In other words, our religion or lack thereof does affect everything we do. I'm not going to get into the hypocrisy of how some people claim to be Christians but then do unChristian things ... or how some people claim to be Atheists but then go to church on Christmas ... or how ... WE'RE ALL HYPOCRITES on SOME LEVEL. Because we are. I am. You are. EVERYONE. That's the one damn thing we all have in common. Some of us are bigger hypocrites than others, but we all make decisions that go against our core beliefs from time to time.

My business is a reflection of me and a big part of me is my spirituality and belief in GOD and love for JESUS and for LIFE and the UNIVERSE and for LOVE itself. One of my favorite book on leadership is Lead Like Jesus by Ken Blanchard and Phil Hodges. The teachings in this book can be applied in the classroom and in business, without proselytizing or turning people off to my faith because essentially it promotes leading through serving. Leading by example is pretty much the only evangelizing I'm comfortable with giving AND receiving. I can tell much more by what you do than by what you say.

So, OF COURSE, I believe that business owners CAN make decisions based on their beliefs. It is when businesses make decisions and use their religion as an EXCUSE to do something unethical that it really gets under my skin. If Hobby Lobby wants to NOT fund certain forms of its female employees' healthcare, then that is their choice, but don't make it about religion. (They know they HAVE to make it about religion because it's the only loophole they could find.)

They are claiming it's because the four types of birth control that they are choosing to not cover cause abortions--something that most Christian organizations generally oppose. However, THAT'S NOT TRUE: Three of the four types of birth control that they are NOT covering stop ovulation, which makes fertilization impossible. One of the types of birth control, if implanted after fertilization, stops a fertilized egg from implanting. That does not fit the medical definition of abortion. It doesn't fit my personal definition either. All that IUD does is prevent a pregnancy from occurring.

Medical definitions aside, I realize that some people view a fertilized egg as a baby and so therefore they may view that type of device as abortifacient. Let's venture into the realm of the hypothetical.

Your beloved female someone (aunt, mom, daughter, sister, friend) is employed by Hobby Lobby (or the hundreds of other businesses who will use the recent decision to remove certain healthcare options--mostly from women) and she is raped. TERRIBLE. HORRIBLE. SITUATION. She is potentially pregnant. She doesn't know.
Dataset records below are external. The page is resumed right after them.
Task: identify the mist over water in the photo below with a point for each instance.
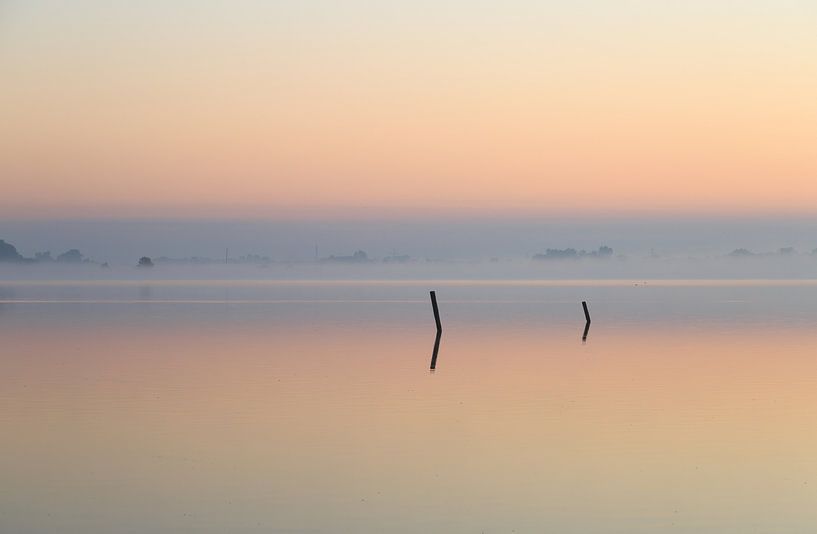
(438, 238)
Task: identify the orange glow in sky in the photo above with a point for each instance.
(469, 107)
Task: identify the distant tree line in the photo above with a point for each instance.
(572, 253)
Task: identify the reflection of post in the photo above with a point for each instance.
(439, 329)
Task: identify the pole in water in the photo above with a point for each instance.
(436, 350)
(439, 329)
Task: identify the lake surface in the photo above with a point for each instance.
(206, 406)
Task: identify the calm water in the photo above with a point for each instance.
(309, 407)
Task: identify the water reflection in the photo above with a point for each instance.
(241, 419)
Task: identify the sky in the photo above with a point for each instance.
(324, 109)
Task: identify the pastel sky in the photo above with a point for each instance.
(229, 108)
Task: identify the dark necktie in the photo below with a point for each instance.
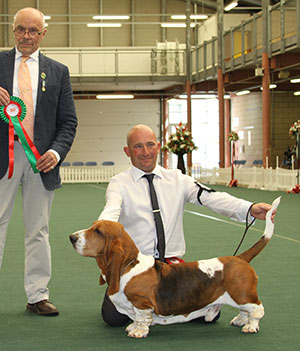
(157, 218)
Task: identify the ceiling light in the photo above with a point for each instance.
(243, 92)
(271, 86)
(114, 96)
(110, 17)
(180, 17)
(175, 25)
(104, 25)
(231, 5)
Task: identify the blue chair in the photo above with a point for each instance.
(257, 163)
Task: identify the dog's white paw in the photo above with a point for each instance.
(212, 312)
(250, 328)
(239, 320)
(137, 330)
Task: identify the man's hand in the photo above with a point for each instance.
(260, 210)
(46, 162)
(4, 97)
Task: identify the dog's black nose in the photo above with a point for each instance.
(73, 238)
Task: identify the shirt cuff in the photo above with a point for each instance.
(56, 154)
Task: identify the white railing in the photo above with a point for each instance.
(89, 174)
(252, 177)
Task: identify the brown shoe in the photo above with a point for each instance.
(43, 308)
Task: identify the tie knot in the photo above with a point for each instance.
(149, 177)
(25, 58)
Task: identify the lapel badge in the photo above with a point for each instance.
(43, 76)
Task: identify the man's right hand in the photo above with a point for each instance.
(4, 97)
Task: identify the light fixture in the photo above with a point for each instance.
(110, 17)
(114, 96)
(199, 96)
(271, 86)
(243, 92)
(231, 5)
(182, 17)
(175, 25)
(91, 25)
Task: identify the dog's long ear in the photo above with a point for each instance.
(113, 268)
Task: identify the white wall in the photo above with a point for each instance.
(209, 28)
(103, 126)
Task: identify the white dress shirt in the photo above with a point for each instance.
(33, 65)
(128, 202)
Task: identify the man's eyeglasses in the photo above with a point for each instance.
(32, 32)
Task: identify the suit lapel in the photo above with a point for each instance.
(44, 74)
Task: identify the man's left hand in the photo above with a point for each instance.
(46, 162)
(260, 210)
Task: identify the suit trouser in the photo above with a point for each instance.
(37, 202)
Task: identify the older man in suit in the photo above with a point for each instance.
(53, 129)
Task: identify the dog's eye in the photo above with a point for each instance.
(98, 231)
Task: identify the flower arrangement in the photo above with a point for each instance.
(180, 142)
(233, 136)
(295, 129)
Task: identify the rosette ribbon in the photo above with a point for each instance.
(13, 114)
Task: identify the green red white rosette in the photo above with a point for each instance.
(13, 114)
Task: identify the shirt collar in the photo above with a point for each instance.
(34, 56)
(138, 173)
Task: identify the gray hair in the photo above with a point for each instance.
(33, 10)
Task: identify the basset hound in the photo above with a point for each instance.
(152, 292)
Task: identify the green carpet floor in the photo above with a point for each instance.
(75, 290)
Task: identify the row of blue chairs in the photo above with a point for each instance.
(242, 162)
(89, 163)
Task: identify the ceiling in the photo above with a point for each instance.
(283, 68)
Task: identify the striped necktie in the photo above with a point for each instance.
(25, 93)
(161, 245)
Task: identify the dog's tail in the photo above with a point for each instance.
(249, 254)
Hormones do bad things to her. She knows this from experience. Because of this, she opts for the non-hormonal copper IUD, which will make it impossible for the potentially fertilized egg that she is carrying inside of her (made up of 50% rapist's DNA) to implant. She should have this option. There are some fates worse than death. Then again, maybe she chooses to wait and see if she is pregnant. Maybe she ends up being pregnant and goes through with the pregnancy. The point is--it's HER choice--not her employer's.
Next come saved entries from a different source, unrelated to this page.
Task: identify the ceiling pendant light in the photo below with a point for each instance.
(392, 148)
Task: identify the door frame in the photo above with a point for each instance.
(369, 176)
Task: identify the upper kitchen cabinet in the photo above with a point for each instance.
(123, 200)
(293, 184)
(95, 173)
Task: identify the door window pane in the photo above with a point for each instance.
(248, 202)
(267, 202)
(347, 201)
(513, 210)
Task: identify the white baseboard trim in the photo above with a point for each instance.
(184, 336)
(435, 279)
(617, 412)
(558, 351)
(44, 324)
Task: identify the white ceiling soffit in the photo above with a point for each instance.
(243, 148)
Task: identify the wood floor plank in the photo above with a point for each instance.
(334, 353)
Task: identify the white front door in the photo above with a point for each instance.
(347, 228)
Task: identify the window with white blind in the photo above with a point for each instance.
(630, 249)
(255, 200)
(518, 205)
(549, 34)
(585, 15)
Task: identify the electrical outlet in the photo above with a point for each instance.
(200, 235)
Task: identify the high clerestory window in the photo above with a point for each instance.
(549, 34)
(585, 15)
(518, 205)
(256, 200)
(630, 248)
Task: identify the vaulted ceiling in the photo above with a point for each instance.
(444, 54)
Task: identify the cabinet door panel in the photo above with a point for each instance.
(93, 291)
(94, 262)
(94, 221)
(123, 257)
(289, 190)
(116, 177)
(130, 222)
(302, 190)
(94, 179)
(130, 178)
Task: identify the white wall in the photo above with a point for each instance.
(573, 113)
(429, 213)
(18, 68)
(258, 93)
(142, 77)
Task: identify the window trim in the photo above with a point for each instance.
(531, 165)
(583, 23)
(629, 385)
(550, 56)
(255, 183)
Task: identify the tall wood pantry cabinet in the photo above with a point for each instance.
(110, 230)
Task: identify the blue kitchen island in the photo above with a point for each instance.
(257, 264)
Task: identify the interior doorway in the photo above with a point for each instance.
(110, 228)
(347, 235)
And the idea that vasectomies and Viagra (Vi-GAG-ra) are still covered is just ... gross, and I'm sure that there are some religious implications here, but bottom line: If it's good for the goose; it's good for the gander.

If you want to make decisions based on your religion, then do, but don't cherry pick what you will and will not do in the name of your religion and DON'T use your religion to hurt women. Know that just like you ... you corporate "person" you ... I (flesh and blood person, here!) have the ability to make my own decisions based on my own personal beliefs, and I plan on exercising those rights when I choose where to shop. I plan on voicing my opinion via social media and in correspondence with my representatives.

I encourage anyone who believes in something to get out of your armchair and do something about it.